‘Marty Supreme’ Is a Lower East Side Epic, a Table Tennis Triumph, and a Likely Oscar Champion
Timothée Chalamet stars in one of the most electrifying films of the year, its hustle powered by schemes and dreams.

“Marty Supreme,” from director Josh Safdie and A24 studios, has the propulsive energy of a well struck ping pong ball whizzing through the air with millimeters to spare over the net. The movie, starring Timothée Chalamet, Gwyneth Paltrow, and the newly supernova Odessa A’zion, is about table tennis but is much more than a sports movie — it is one of the most electrifying films of the year and another triumph for the irrepressible Mr. Chalamet.
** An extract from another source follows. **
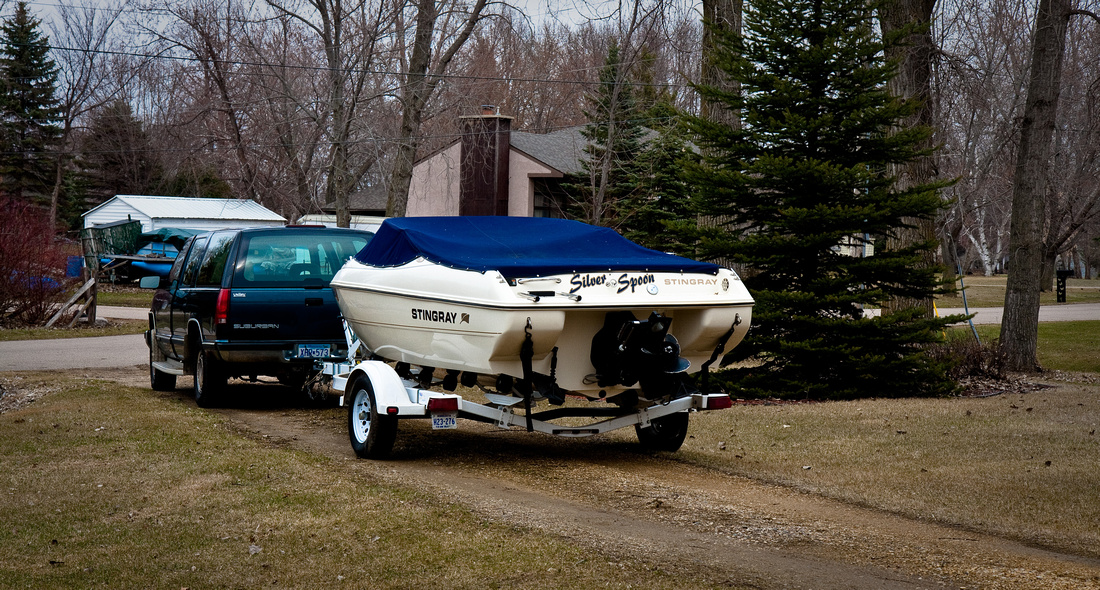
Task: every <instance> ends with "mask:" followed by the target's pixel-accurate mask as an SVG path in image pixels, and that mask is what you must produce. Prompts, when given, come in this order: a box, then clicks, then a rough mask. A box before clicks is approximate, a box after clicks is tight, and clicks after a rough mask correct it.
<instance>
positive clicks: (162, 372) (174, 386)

“Marty Supreme” is set at New York City in 1952, Mr. Chalamet’s character — Marty Mauser — is a hustling and twitchy ping-pong shark, a street Jew out to conquer the world with a paddle. He is the endlessly hungry striver of the American mid-century and could be plucked from Mr. Safdie’s “Uncut Gems.” That movie plunged into the Diamond District. This one lovingly resurrects a lost Lower East Side — the twilight of the tenement era.
Marty’s world is marked by violence and love in equal measure. His overbearing uncle wants him to bend himself to his shoe store, where Marty’s charm works to slip bubbies’ feet into flattering sizes. Before long, though, he is shtuping in the backroom with his married girlfriend Rachel Mizler (Ms. A’zion), who works at a pet shop. From then on, Marty is always on the move, his hustle propelled by a mix of schemes and dreams.
Marty, with his star of David necklace dangling over a sweat-drenched white tank top, is not the first Jewish boy to be shaped by the women around him. With his mother, Rebecca (Fran Drescher) he has the kind of suffocating intimacy Philip Roth would immortalize in “Portnoy’s Complaint.” Rachel becomes a partner in crime whose pregnancy is yet another pressure point for Marty as he lusts after ping-pong glory.

“Marty Supreme,” in addition to everything else, is a great sports movie. The matches are riveting, and Mr. Chalemet is just as convincing as a table tennis savant as he was crooning on the harmonica as Bob Dylan in “A Complete Unknown.” The actor reportedly practiced the sport for some seven years to sharpen his technique to the point where he is a credible stand-in for the movie’s real life inspiration, Marty “Needle” Reisman.
The Marty onscreen is fast and feral, and he quickly sets his sights on a wealthy actress and socialite, Kay Stone (a beguiling Gwyneth Paltrow). Marty’s chutzpah proves an aphrodisiac, though the May-December romance is complicated by Kay’s husband (a remarkable Kevin O’Leary), a baron whose wealth tantalizes the penniless Marty, in dire need of funds to finance a flight to Tokyo. There are no free flights, though — a reality Marty learns painfully.
One of the movie’s pleasures are its cameos. In addition to Mr. O’Leary — a Shark Tank veteran — “Marty Supreme” features appearances by David Mamet, Isaac Mizrahi, Pico Iyer, George Gervin, and a bejowled John Catsimatidis as a skeptical investor in Marty’s shtick. The effect is to create a kaleidoscopic New York of people who look like people. The minor characters are as vivid as those imagined by, say, Chaim Grade or Isaac Bashevis Singer.
Marty scores some cash by performing exhibition matches at Harlem Globetrotters games alongside a survivor of Auschwitz — Marty calls himself “Hitler’s worst nightmare.” His most formidable antagonist across the ping pong table, though, is Koto Endo, a Japanese champion who is played by a real life deaf champion from the Land of the Rising Sun, Koto Kawaguchi. Asia’s dominance in table tennis is firmly on the horizon.
Marty is, like Mr. Chalamet’s Dylan, endlessly charismatic but scarcely admirable. Both characters are consumed by their ambition and less conscious of the cost that its pursuit takes on those around them. Marty is always asking for another favor, always casing out the joint for his next mark. His schemes and shell games harken back to a time when living by one’s wits — and in Marty’s case, wrists — meant living by one’s own tenement Torah.
The sheer number of characters that Marty doubletimes on his path to Tokyo testifies to the layers of love within his Lower East Side world. Unlike the cold successes of imagined downtown strivers like Abraham Cahan’s David Levinsky or Budd Schulberg’s Sammy Glick, Marty’s path is never a lonely one — it is crowded and clamoring, a welter of conniving and care. Table tennis might be a minor sport, but it has yielded a major film.